Trained on combined English and Bengali data for multilingual learning.
from transformers import pipeline
classifier = pipeline("sentiment-analysis", model="arif481/crosslingual-sentiment-model")
# English
result = classifier("This movie is absolutely fantastic!")
print(result) # [{'label': 'positive', 'score': 0.99}]
# Bengali
result = classifier("এই সিনেমাটি অসাধারণ ছিল!")
print(result) # [{'label': 'positive', 'score': 0.95}]
from transformers import AutoModelForSequenceClassification, AutoTokenizer
model = AutoModelForSequenceClassification.from_pretrained("arif481/crosslingual-sentiment-model")

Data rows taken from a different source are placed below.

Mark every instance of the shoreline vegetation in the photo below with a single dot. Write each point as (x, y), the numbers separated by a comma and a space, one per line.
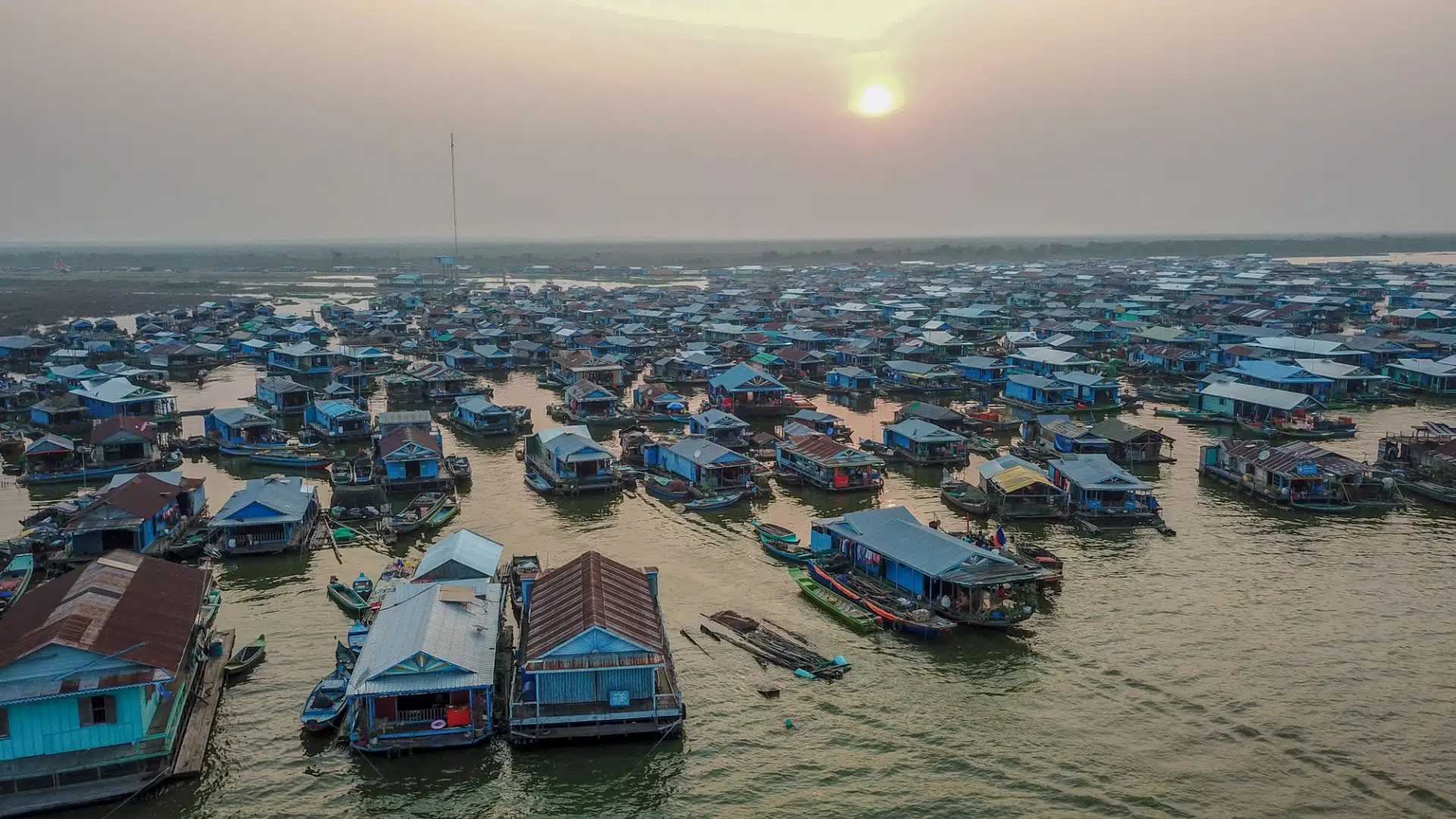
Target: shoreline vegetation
(121, 279)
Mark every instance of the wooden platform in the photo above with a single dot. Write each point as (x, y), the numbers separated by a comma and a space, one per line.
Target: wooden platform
(191, 749)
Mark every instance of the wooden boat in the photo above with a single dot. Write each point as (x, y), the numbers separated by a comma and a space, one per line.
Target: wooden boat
(965, 496)
(419, 512)
(714, 502)
(363, 586)
(347, 598)
(849, 614)
(881, 602)
(15, 579)
(775, 532)
(246, 657)
(663, 487)
(212, 602)
(327, 703)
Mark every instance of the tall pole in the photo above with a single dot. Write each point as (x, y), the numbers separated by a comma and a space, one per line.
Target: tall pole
(455, 215)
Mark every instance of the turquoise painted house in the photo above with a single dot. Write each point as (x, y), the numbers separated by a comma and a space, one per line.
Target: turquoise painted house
(95, 675)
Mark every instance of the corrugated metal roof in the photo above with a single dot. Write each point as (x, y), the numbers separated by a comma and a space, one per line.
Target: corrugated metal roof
(416, 621)
(592, 591)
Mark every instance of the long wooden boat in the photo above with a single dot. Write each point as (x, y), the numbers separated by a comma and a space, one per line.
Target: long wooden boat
(246, 657)
(15, 579)
(347, 598)
(881, 602)
(327, 703)
(849, 614)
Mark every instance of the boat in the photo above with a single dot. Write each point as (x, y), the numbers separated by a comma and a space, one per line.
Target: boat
(212, 602)
(663, 487)
(965, 496)
(775, 532)
(15, 579)
(347, 598)
(459, 466)
(849, 614)
(363, 586)
(419, 512)
(883, 602)
(714, 502)
(246, 657)
(327, 703)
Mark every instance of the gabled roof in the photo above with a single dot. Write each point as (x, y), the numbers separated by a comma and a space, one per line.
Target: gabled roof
(592, 591)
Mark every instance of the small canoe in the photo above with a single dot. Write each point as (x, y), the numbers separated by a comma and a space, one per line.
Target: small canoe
(669, 488)
(347, 598)
(325, 704)
(363, 586)
(246, 657)
(775, 532)
(845, 611)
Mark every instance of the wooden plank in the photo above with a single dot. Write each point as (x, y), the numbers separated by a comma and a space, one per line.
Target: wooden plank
(187, 760)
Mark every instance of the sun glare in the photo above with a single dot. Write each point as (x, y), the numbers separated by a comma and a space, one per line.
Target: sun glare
(875, 101)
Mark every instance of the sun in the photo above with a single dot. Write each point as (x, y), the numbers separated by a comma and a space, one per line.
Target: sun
(875, 101)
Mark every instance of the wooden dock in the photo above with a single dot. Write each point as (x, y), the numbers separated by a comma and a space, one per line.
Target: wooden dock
(191, 749)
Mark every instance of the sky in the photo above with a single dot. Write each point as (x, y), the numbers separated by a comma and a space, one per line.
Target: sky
(240, 120)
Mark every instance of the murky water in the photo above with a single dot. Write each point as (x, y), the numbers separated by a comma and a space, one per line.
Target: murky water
(1260, 664)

tokenizer = AutoTokenizer.from_pretrained("arif481/crosslingual-sentiment-model")
| Metric | Value |
|---|---|
| Accuracy | N/A |
| Macro F1 | N/A |
| Precision | N/A |
| Recall | N/A |
If you use this model, please cite:
@misc{crosslingual-sentiment,
author = {Cross-Lingual Sentiment Team},
title = {Cross-Lingual Sentiment Analysis Model},
year = {2024},
publisher = {Hugging Face},
url = {https://huggingface.co/arif481/crosslingual-sentiment-model}
}
This model is released under the MIT License.